Welke stof is goed oplosbaar in water?
Over het algemeen geldt: Stoffen opgebouwd uit natrium- (Na +), kalium- (K +) en ammoniumionen (NH 4+) zijn goed oplosbaar in water. Nitraten (NO 3−), acetaten (CH 3 COO −) en chloraten (ClO 3−) zijn goed oplosbaar in water. De meeste chloriden (Cl −) en sulfaten (SO 42−) zijn oplosbaar in water.
Waarom lossen koolwaterstoffen slecht op in water?
Zo lossen koolwaterstoffen slecht op in water, terwijl suikers of alcoholen en carbonzuren met korte koolstofketens goed oplossen in, of mengbaar zijn met, water. Stoffen die niet goed oplossen in water worden hydrofoob genoemd, stoffen die goed oplossen hydrofiel. Een voorbeeld van een hydrofiele stof is natriumchloride (keukenzout).
Wat is de oplosbaarheid van een stof?
Oplosbaarheid is een eigenschap van een stof. De oplosbaarheid geeft aan hoe goed een stof kan oplossen in een ander stof. De stof waarin wordt opgelost heeft het oplosmiddel. Bij de oplosbaarheid kijk je naar de maximale hoeveelheid stof die je kunt oplossen in een oplosmiddel.
Over het algemeen geldt: Stoffen opgebouwd uit natrium- (Na +), kalium- (K +) en ammoniumionen (NH 4+) zijn goed oplosbaar in water.
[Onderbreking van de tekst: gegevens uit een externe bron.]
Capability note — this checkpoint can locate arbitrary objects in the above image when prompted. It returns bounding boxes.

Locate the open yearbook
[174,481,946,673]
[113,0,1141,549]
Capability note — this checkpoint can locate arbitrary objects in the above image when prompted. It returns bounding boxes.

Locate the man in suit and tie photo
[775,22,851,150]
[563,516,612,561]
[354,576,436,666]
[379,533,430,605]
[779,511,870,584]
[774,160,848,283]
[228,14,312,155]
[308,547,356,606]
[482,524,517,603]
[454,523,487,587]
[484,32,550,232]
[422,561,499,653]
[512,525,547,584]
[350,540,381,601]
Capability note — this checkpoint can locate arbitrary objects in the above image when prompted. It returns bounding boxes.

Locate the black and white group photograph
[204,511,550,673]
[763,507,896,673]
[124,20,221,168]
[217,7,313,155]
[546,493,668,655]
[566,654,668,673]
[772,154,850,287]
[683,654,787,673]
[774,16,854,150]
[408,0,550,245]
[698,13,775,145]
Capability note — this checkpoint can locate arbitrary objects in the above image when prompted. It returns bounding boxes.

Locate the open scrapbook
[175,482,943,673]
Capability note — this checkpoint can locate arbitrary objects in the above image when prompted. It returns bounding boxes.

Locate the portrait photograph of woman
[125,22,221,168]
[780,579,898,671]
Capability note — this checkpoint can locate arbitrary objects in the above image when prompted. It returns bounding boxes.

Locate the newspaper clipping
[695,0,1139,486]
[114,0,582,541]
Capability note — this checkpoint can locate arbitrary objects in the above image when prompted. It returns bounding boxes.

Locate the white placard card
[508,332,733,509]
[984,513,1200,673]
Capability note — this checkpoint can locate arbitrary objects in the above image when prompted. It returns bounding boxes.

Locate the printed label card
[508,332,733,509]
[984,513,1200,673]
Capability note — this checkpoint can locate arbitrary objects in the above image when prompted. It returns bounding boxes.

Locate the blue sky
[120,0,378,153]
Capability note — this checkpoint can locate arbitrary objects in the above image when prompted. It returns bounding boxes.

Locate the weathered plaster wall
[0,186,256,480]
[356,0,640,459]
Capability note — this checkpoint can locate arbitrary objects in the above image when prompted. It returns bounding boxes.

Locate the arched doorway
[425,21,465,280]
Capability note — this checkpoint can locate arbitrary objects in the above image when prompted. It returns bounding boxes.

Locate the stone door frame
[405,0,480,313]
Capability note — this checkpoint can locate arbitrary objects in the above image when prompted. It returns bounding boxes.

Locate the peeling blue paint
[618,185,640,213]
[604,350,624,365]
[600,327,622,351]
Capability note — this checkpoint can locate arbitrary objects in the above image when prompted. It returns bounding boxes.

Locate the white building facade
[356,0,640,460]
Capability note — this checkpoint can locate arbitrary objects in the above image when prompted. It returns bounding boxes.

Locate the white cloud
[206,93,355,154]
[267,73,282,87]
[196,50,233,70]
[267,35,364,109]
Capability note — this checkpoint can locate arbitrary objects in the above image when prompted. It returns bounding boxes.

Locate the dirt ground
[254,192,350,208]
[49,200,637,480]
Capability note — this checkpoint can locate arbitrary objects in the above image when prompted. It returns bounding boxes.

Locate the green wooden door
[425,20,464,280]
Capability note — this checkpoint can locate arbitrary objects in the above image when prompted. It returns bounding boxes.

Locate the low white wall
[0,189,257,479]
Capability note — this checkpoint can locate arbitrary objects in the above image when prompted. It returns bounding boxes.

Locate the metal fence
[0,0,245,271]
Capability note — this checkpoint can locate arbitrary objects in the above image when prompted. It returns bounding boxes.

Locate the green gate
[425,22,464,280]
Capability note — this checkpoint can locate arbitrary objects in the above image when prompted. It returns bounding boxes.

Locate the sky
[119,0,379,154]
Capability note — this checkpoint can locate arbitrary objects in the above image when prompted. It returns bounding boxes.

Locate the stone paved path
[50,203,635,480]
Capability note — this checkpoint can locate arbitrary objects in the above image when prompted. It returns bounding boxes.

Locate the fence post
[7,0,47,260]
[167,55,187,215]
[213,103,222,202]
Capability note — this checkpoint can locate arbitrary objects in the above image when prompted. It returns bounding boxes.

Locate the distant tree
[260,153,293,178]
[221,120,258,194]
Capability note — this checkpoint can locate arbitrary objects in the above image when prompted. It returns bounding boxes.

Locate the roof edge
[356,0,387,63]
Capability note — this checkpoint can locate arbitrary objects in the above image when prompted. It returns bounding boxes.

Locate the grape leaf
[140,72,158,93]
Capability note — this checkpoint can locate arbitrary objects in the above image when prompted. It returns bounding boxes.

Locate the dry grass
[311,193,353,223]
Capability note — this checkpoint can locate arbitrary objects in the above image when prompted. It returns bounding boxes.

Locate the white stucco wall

Nitraten (NO 3−), acetaten (CH 3 COO −) en chloraten (ClO 3−) zijn goed oplosbaar in water. De meeste chloriden (Cl −) en sulfaten (SO 42−) zijn oplosbaar in water.
Wat zijn vaste stoffen?
In vaste stoffen zijn moleculen (atomen) stevig aan elkaar gebonden, de stof is vast. In vloeistoffen zijn de bindingen tussen atomen of moleculen losser, zodat ze makkelijker kunnen bewegen. In gassen zijn de bindingen zeer zwak en kunnen de atomen of moleculen in alle richtingen bewegen.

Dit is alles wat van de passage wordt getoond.